The mean of this distribution is $m$, where

${\displaystyle m={\int }_0^{3}x\hspace{0.5em}\rho (x)\hspace{0.5em}\mathrm{dx}.}$

Thus

${\displaystyle m=\frac{2}{27}{\int }_0^{3}x(6+x-x^2)\hspace{0.5em}\mathrm{dx}=\frac{2}{27}{\int }_0^3(6x+x^2-x^3)\hspace{0.5em}\mathrm{dx},}$

hence

${\displaystyle m=\frac{2}{27}[3x^2+x^3/3-x^4/4{]}_0^3=\frac{2}{27}[27+9-81/4]=\frac{7}{6}.}$

To calculate the median $t$ of the distribution I must have:

${\displaystyle \mathrm{Prob}\{0\le X\le t\}=\mathrm{Prob}\{t\le X\le 3\}.}$

But the total probability is 1, so each of the two probabilities is 0.5. Then I have to solve the equation

${\displaystyle {\int }_0^t\rho (x)\hspace{0.5em}\mathrm{dx}=\frac{1}{2}}$

which gives:

${\displaystyle \frac{2}{27}{\int }_0^t(6+x-x^2)\mathrm{dx}=\frac{1}{2}.}$

I obtain the following equation

${\displaystyle 4t^3-6t^2-72t+81=0}$

which has the solutions:

${\displaystyle t_1=\frac{9}{2},\hspace{0.5em}{t}_2=\frac{3}{2}(-1-\sqrt{3}),\hspace{0.5em}\frac{3}{2}(-1+\sqrt{3}).}$

The only solution in the interval $[0,3]$ is $t_3$ which is approximately 1.098.

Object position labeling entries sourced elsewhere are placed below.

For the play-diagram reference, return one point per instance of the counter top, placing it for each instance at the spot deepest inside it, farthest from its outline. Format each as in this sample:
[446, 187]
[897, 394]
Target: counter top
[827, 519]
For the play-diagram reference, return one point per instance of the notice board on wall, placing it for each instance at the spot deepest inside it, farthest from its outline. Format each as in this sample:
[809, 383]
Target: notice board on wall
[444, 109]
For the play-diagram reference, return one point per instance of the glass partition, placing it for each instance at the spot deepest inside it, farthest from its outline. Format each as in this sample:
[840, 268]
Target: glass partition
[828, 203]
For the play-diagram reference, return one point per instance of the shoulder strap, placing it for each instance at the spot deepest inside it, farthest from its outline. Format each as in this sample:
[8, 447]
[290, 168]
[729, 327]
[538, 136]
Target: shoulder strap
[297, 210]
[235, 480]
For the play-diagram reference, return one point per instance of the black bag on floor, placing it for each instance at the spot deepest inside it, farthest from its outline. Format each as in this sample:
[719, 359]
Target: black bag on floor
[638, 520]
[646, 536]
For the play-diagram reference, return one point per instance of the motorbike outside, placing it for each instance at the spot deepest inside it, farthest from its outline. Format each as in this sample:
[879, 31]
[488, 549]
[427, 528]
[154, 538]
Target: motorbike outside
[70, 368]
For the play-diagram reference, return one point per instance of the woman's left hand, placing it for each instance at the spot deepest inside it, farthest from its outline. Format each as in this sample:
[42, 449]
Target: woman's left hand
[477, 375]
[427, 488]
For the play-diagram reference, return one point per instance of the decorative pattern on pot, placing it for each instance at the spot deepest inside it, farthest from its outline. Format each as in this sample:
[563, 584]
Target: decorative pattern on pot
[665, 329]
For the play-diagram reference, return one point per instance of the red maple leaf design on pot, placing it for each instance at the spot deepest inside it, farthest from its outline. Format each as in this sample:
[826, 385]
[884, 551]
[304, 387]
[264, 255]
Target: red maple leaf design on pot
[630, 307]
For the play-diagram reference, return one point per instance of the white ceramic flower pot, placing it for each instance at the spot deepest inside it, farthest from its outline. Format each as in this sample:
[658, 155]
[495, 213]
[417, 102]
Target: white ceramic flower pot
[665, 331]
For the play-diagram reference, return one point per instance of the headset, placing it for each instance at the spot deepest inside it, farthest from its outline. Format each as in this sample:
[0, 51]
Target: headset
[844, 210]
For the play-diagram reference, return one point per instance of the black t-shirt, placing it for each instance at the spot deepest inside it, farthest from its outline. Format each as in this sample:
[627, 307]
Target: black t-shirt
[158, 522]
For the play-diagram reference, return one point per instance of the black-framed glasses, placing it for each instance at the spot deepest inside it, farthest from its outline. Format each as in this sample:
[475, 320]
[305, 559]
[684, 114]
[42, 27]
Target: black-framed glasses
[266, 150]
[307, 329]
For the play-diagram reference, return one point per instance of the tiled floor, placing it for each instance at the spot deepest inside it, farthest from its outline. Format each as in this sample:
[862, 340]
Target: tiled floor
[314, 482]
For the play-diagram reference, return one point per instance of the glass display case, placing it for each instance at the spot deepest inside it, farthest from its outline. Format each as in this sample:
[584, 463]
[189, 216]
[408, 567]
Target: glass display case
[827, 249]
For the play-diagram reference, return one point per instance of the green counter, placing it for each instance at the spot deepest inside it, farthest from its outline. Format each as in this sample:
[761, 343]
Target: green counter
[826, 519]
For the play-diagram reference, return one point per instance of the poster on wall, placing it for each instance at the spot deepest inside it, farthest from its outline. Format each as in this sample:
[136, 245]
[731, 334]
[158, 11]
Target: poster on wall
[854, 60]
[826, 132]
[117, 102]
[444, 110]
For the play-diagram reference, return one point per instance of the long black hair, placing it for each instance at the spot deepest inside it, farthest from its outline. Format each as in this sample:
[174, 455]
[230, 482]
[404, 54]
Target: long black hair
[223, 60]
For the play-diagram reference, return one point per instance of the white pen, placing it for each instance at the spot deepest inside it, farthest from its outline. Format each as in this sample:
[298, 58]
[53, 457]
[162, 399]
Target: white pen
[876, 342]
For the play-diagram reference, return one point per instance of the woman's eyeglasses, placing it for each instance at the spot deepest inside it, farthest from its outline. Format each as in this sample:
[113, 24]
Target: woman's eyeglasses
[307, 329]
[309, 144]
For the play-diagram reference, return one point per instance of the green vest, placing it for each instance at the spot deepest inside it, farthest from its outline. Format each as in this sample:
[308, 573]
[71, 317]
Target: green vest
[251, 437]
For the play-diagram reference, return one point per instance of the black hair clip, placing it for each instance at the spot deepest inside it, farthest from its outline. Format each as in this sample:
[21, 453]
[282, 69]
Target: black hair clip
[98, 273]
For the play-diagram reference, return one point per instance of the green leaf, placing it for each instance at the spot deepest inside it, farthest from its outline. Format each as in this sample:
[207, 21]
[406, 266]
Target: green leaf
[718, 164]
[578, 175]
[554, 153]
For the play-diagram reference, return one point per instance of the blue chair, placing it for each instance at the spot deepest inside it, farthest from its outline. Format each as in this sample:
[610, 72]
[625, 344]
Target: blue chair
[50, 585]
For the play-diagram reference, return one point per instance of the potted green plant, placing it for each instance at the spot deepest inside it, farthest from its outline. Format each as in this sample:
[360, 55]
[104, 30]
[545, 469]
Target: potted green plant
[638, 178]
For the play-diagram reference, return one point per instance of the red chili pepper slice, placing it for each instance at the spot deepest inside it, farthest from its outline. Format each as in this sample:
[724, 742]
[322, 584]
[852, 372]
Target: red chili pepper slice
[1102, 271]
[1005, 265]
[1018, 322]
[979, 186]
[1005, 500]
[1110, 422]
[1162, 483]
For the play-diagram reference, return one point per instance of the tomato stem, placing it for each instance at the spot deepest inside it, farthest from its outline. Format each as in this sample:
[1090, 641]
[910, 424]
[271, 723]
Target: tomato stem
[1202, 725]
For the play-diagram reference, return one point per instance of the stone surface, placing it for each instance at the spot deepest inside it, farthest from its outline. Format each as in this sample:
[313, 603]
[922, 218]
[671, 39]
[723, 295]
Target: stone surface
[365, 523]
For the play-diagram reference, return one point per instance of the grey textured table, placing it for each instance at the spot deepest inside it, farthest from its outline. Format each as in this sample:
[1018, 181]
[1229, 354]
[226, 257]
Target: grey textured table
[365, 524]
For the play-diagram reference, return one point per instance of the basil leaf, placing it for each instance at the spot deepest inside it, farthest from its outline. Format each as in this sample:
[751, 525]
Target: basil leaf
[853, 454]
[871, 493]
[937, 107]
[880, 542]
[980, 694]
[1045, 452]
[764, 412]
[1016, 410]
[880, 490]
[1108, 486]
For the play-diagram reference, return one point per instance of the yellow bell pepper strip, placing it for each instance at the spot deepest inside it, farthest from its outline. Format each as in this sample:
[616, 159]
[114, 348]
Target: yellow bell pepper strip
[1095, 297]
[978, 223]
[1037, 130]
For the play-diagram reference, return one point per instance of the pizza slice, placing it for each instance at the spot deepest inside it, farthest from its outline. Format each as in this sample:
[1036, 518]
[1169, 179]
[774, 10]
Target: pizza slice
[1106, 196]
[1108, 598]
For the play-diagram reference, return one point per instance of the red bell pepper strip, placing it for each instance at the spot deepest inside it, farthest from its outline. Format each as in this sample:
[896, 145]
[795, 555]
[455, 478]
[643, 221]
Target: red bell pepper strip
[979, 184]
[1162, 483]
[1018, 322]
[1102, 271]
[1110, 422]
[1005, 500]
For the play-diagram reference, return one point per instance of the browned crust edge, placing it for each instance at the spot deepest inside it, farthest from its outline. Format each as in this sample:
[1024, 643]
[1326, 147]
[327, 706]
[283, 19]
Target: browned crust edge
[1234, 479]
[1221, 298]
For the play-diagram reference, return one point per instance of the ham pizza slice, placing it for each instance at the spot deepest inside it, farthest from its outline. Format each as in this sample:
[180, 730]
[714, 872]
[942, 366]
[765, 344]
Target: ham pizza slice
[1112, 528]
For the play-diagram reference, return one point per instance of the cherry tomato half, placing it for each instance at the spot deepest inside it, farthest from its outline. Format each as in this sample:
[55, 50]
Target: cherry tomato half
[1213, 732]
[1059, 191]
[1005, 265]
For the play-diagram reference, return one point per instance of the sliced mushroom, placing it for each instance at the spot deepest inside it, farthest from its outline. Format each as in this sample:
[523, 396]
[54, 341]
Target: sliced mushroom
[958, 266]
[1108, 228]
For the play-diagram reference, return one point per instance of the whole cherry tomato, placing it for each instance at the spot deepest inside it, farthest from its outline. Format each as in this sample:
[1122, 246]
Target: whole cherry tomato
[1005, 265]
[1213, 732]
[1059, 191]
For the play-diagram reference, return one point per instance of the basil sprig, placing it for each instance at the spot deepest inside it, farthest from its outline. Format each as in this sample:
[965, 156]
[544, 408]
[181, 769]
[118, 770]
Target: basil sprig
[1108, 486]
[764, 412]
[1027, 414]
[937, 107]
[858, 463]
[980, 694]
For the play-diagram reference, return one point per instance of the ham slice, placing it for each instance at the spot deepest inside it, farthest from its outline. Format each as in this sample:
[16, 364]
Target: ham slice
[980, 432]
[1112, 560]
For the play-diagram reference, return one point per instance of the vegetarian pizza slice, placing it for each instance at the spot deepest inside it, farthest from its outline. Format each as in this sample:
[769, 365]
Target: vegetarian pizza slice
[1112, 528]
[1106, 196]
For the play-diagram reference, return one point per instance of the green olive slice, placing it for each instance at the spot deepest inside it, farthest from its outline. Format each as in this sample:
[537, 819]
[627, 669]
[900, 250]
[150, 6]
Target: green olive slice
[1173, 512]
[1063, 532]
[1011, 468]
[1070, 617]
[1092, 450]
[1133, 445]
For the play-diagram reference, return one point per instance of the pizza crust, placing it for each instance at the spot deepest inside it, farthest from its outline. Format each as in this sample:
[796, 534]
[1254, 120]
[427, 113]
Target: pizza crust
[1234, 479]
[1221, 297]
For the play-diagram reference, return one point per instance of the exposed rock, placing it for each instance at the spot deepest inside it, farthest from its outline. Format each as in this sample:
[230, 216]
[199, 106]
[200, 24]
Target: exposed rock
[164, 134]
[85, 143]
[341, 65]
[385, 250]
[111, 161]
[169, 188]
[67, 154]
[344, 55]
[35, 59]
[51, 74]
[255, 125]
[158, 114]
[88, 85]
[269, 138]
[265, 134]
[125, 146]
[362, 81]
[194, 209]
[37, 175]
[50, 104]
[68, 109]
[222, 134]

In a discrete distribution the mode is the value that occurs most frequently. In a continuous distribution it is the value where the probability density function takes its maximum value. To find this maximum I shall calculate the derivative $\rho \text{'}(x)$ and then $\rho \text{'}\text{'}(x)$:

${\displaystyle \rho \text{'}(x)=\frac{2}{27}(1-2x)}$

${\displaystyle \rho \text{'}\text{'}(x)=\frac{-4}{27}.}$

As the second derivative is negative the function has indeed a maximum. The maximum value of $\rho$ occurs at $x=1/2$ so the mode is $1/2$.